Shares for this former meme stock are above the 5% buy zone of a cup base with a 21.72 buy point. Shares soared 15.3% on May 5, following higher-than-expected Q1 sales and a smaller loss on May 4.
Micron (MU) sank 4.4% after Chinese regulators said they would ban the memory chip giant’s products after it failed a security review, due to “relatively serious” cybersecurity risks.
Nvidia (NVDA), which reports first-quarter fiscal 2024 earnings Wednesday, edged 0.4% higher.
Rival Advanced Micro Devices (AMD) rose 2.6%.
Also in the IBD 50, Global-e Online (GLBE) eased earlier losses, falling 2%, and is back in the buy zone of a consolidating base up to 36.67.
The Israel-based international e-commerce software platform reported higher Q1 quarter revenue and a smaller loss Friday.
Stock Market Today: E-Commerce Stock In The Buy Zone
South American e-commerce platform MercadoLibre (MELI) bolted 3.2% and hit the 1,337.85 buy point of a flat base.
Its relative strength line hit a fresh high as shown by the blue dot on the weekly chart. Shares gained 59%, hitting a 52-week high.

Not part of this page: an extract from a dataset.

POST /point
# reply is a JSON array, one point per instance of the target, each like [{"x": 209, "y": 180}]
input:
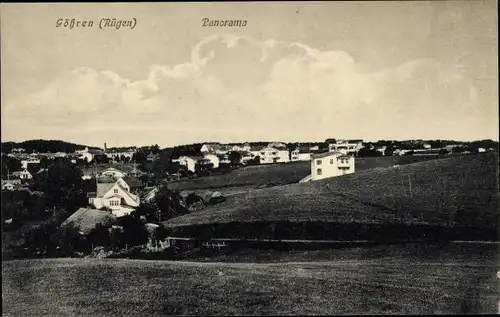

Facebook parent Meta Platforms (META) reversed course and gained 2.7%. European Union regulators fined the social media giant $1.3 billion for allegedly illegally sending and storing customer data to the U.S.
Ryanair (RYAAY) gave back earlier gains, trimming 0.3%, after the Irish passenger airline reported better-than-expected 2023 revenue. The low-cost airline cited higher demand and fares for the positive results.
Shares of the IBD 50 stock are in the 5% buy zone of a flat base with 99.44 buy point.
Other Stock Market Movers: Regional Bank Jumps
Regional bank PacWest (PACW) popped 9.7% on news it will sell 74 real estate construction loans to Kennedy-Wilson Holdings (KW) with a loan balance of $2.7 billion.
Shares of real estate investment company KW jumped 2.1% in Thursday’s stock market.
Dow Jones component JPMorgan Chase (JPM) gained 0.3% after raising net interest income guidance to $84 billion, attributed to taking over First Republic.
Shares of the financial giant are nearing the 141.88 buy point of cup-with-handle base. JPM hosts an Investor Day conference today in New York.
Also in the Dow, Nike (NKE) lost another 2.8% in heavy volume, on top of Friday’s 3.5% drop, after an analyst downgrade to sell.
The footwear stock is below its 200-day moving average.